Z-stack time-lapse images through the depth of the hydrogel were acquired using an EVOS 620 microscope at 10× magnification with an on-stage incubator (ThermoFisher) every 15 min for 24 h. The on-stage incubator was set to maintain a humidified environment at 37 °C, with 5% CO2 for maintaining cell viability. Microfluidic tubing was routed through the machined holes on the on-stage incubator for delivery of medium and chemoattractant, as well as for aspiration.

Image Analysis

ImageJ analysis was performed to capture the fluorescence signal from FITC-dextran and from cells cultured in monoculture, as well as cells encapsulated in 3D hydrogels. The grayscale intensity levels of individual cells were measured in each field of view to calculate the change in signal intensity over time due to stimulation. The distance from the hydrogel channel was measured based on the scale of the captured images. Cells were measured within similar corresponding distances from the channel boundary to quantify the spatiotemporal signal gradient.

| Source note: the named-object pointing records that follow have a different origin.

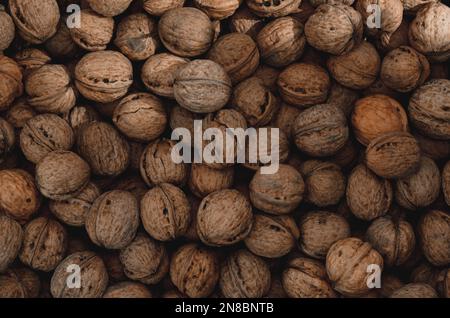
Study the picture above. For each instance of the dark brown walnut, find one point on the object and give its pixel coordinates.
(334, 29)
(393, 155)
(202, 86)
(140, 117)
(321, 130)
(244, 275)
(165, 212)
(356, 69)
(278, 193)
(393, 238)
(429, 111)
(44, 244)
(306, 278)
(272, 236)
(420, 189)
(304, 85)
(324, 182)
(281, 41)
(195, 270)
(186, 32)
(106, 151)
(224, 218)
(61, 175)
(93, 280)
(434, 234)
(103, 76)
(145, 260)
(11, 237)
(347, 266)
(36, 20)
(368, 196)
(320, 230)
(19, 197)
(113, 219)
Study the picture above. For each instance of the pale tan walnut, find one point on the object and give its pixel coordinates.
(434, 234)
(106, 151)
(320, 230)
(103, 76)
(137, 36)
(281, 41)
(44, 244)
(11, 237)
(224, 218)
(420, 189)
(186, 32)
(358, 68)
(11, 85)
(278, 193)
(195, 270)
(36, 20)
(158, 167)
(158, 73)
(244, 275)
(272, 236)
(393, 155)
(202, 86)
(94, 277)
(429, 111)
(334, 29)
(165, 212)
(127, 290)
(304, 85)
(368, 196)
(427, 36)
(321, 130)
(61, 175)
(347, 266)
(306, 278)
(145, 260)
(19, 197)
(376, 115)
(140, 117)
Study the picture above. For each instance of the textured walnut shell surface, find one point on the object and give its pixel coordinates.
(36, 20)
(306, 278)
(11, 236)
(320, 230)
(195, 270)
(393, 155)
(44, 244)
(368, 195)
(106, 151)
(278, 193)
(202, 86)
(429, 111)
(347, 262)
(375, 115)
(358, 68)
(61, 175)
(103, 76)
(224, 218)
(334, 29)
(145, 260)
(321, 130)
(165, 212)
(94, 277)
(281, 41)
(244, 275)
(420, 189)
(19, 197)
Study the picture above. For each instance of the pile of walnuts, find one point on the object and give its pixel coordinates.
(359, 206)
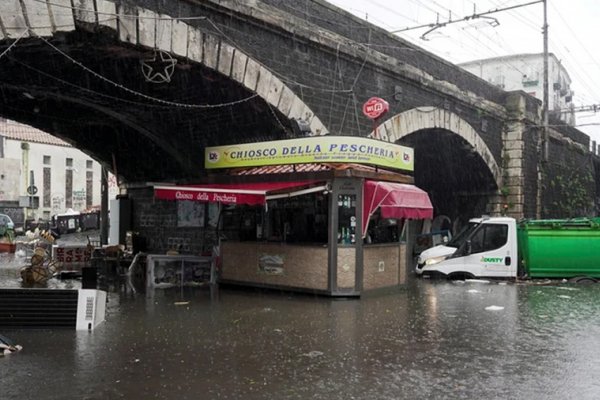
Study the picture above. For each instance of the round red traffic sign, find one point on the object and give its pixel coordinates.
(375, 107)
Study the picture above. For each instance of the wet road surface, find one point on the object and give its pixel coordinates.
(436, 340)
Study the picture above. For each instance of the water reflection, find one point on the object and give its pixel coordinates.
(430, 340)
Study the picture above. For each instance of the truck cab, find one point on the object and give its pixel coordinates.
(489, 251)
(439, 253)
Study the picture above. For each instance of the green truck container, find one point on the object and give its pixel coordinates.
(560, 248)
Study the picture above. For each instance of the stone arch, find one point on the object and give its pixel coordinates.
(420, 118)
(143, 27)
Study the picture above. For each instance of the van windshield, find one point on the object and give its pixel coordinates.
(461, 236)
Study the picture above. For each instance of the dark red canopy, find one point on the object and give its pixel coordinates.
(242, 193)
(396, 200)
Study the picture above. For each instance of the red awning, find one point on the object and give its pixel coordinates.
(236, 193)
(396, 200)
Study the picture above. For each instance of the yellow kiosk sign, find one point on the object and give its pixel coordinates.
(317, 149)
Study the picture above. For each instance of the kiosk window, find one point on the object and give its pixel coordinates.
(489, 237)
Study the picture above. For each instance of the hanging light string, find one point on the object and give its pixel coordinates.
(142, 95)
(13, 44)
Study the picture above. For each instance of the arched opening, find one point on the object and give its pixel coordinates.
(452, 162)
(454, 175)
(89, 89)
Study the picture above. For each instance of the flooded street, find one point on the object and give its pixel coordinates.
(430, 340)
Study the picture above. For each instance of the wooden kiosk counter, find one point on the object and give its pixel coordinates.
(334, 228)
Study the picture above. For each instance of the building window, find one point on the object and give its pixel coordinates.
(69, 187)
(47, 184)
(89, 189)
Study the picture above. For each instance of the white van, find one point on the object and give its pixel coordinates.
(439, 253)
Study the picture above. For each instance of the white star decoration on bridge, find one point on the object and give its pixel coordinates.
(159, 67)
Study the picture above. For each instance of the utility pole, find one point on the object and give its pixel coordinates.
(543, 140)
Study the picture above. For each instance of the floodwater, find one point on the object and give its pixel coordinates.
(433, 339)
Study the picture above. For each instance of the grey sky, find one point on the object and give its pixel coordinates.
(574, 31)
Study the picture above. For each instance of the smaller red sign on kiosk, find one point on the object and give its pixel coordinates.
(375, 107)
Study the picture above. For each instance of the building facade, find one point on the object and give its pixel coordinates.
(42, 176)
(526, 72)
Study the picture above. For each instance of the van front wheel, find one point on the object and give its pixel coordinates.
(460, 276)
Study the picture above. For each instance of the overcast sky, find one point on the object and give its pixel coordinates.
(574, 36)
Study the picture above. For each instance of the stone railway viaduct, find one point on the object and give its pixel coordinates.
(259, 70)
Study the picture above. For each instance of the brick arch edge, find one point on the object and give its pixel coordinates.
(143, 27)
(410, 121)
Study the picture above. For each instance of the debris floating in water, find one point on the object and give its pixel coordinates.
(8, 347)
(313, 354)
(477, 281)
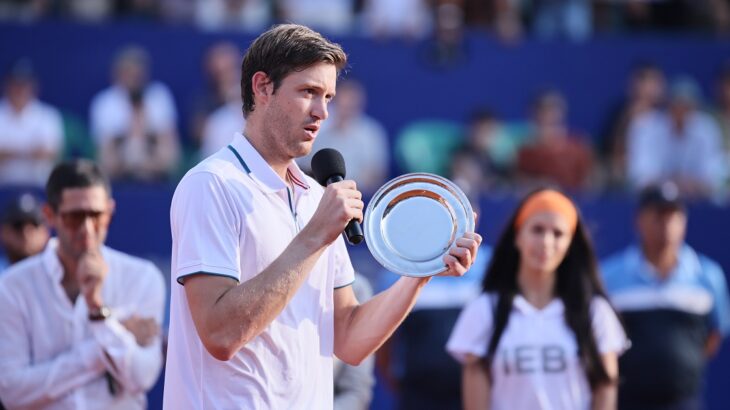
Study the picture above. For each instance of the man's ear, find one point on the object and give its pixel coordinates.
(49, 215)
(262, 87)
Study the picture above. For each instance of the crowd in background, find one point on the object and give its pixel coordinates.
(509, 19)
(664, 129)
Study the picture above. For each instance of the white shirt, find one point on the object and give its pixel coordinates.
(220, 128)
(536, 364)
(37, 126)
(53, 357)
(230, 222)
(111, 111)
(657, 152)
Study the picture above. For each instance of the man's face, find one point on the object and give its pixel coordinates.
(82, 220)
(21, 239)
(295, 112)
(662, 227)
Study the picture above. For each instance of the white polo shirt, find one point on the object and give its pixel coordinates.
(52, 357)
(232, 215)
(536, 364)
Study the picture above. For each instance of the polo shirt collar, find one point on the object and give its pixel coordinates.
(260, 171)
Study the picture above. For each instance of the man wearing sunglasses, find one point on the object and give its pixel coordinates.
(22, 232)
(80, 322)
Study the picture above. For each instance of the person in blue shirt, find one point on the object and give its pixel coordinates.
(413, 363)
(674, 304)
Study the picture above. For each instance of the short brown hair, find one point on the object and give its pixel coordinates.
(282, 49)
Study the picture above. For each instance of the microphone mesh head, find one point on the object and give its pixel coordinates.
(327, 163)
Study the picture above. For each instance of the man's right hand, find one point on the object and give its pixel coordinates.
(340, 203)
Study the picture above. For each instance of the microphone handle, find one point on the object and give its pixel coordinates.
(353, 230)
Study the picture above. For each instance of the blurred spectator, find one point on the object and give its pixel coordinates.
(683, 145)
(664, 15)
(138, 9)
(330, 16)
(361, 139)
(24, 10)
(249, 15)
(89, 10)
(221, 126)
(413, 362)
(571, 19)
(81, 322)
(427, 146)
(404, 18)
(645, 94)
(469, 173)
(354, 384)
(493, 146)
(722, 108)
(133, 122)
(218, 113)
(447, 47)
(31, 132)
(554, 154)
(674, 304)
(22, 232)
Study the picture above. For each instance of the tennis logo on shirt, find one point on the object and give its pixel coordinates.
(531, 359)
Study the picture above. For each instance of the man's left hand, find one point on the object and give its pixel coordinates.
(91, 272)
(461, 256)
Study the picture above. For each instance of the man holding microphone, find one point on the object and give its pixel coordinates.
(262, 294)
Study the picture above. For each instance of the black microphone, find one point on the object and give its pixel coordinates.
(328, 166)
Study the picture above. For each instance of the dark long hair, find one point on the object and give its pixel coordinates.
(576, 284)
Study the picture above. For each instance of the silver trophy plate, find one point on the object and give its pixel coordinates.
(413, 220)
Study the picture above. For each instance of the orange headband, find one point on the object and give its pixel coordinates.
(548, 201)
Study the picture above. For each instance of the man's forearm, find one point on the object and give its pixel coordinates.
(229, 316)
(366, 327)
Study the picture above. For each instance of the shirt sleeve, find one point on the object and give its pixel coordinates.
(720, 313)
(607, 329)
(28, 383)
(135, 367)
(472, 330)
(206, 230)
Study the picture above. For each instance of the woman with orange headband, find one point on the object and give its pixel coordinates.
(542, 335)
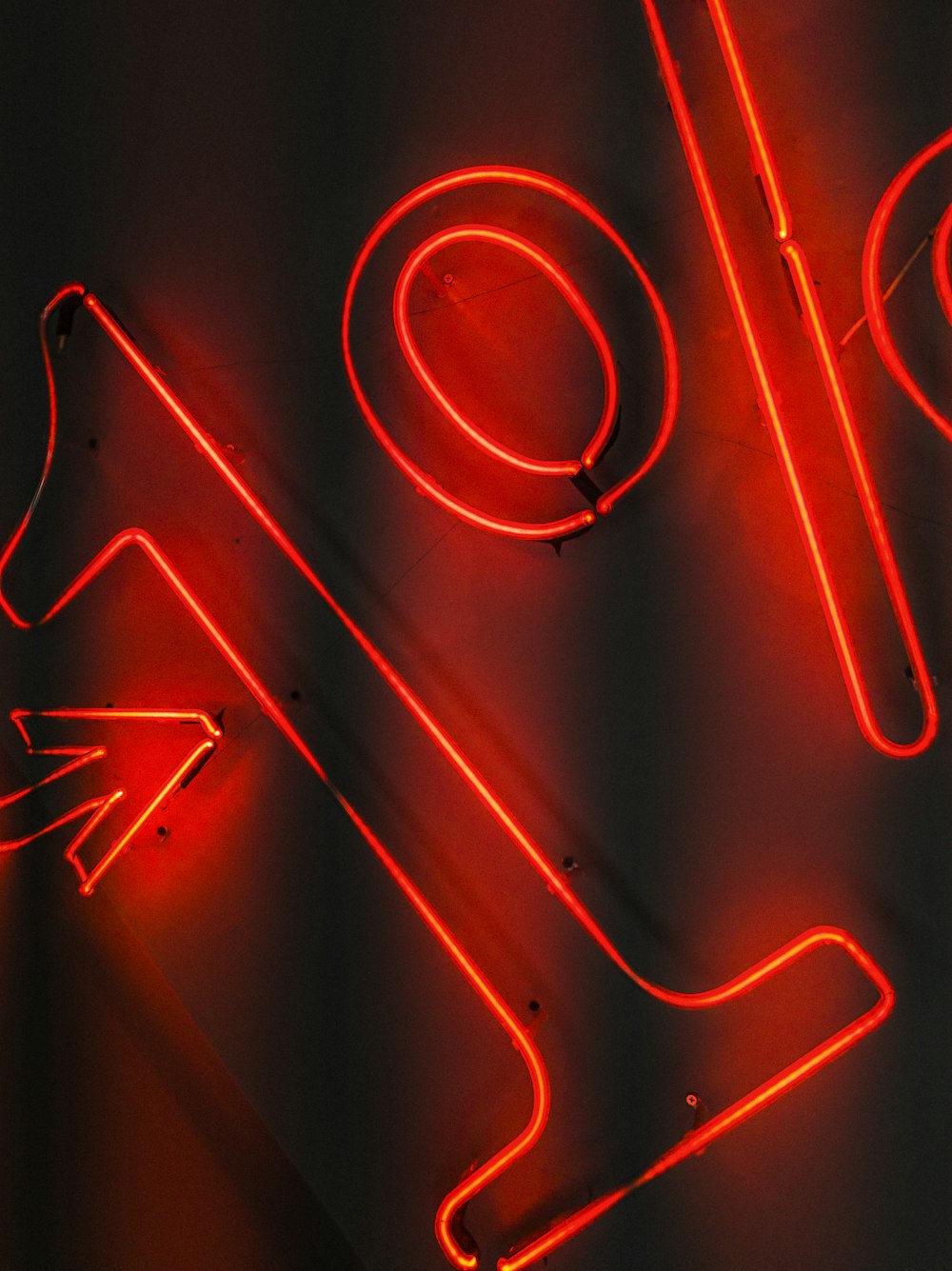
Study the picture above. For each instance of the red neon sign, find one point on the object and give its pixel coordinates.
(97, 810)
(792, 253)
(541, 183)
(455, 1243)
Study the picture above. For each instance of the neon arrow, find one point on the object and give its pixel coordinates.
(93, 812)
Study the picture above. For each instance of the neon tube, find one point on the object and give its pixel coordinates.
(872, 280)
(447, 1214)
(747, 1106)
(576, 302)
(941, 244)
(524, 178)
(762, 154)
(770, 407)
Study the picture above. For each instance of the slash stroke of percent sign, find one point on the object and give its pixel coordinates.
(452, 1238)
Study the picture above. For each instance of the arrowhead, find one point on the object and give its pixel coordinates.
(155, 772)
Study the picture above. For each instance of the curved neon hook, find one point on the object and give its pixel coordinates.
(747, 1106)
(136, 538)
(576, 302)
(872, 280)
(526, 178)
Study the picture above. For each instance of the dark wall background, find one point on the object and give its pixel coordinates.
(245, 1050)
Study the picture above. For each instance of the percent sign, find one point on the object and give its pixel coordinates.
(448, 1230)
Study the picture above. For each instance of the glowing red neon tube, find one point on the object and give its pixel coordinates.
(519, 177)
(872, 279)
(447, 1214)
(576, 302)
(530, 849)
(745, 1107)
(769, 399)
(941, 246)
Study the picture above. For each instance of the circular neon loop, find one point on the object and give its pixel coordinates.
(527, 179)
(872, 280)
(577, 304)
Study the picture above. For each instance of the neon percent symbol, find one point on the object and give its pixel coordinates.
(97, 810)
(823, 349)
(455, 1241)
(558, 277)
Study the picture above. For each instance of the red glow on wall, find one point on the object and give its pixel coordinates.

All signal intensities were normalized to a common control and plotted by utilizing MATLAB. For quantification of migration velocity in the hydrogels, migrating cells were identified at random and tracked from an origin point. Based on the scale, the distances were measured between each time point. The velocities between each time point were averaged over the duration of the experiment and plotted using MATLAB.

Statistical Analysis

Statistical analysis was performed in MATLAB and presented as the respective mean ± standard deviation for each data point in Figures 2–4, based on at least three experiments conducted on the hydrogel-integrated fluidic system. Significance was calculated by one-way ANOVA with Tukey’s post-hoc test, with p ≤ 0.05 considered as significant.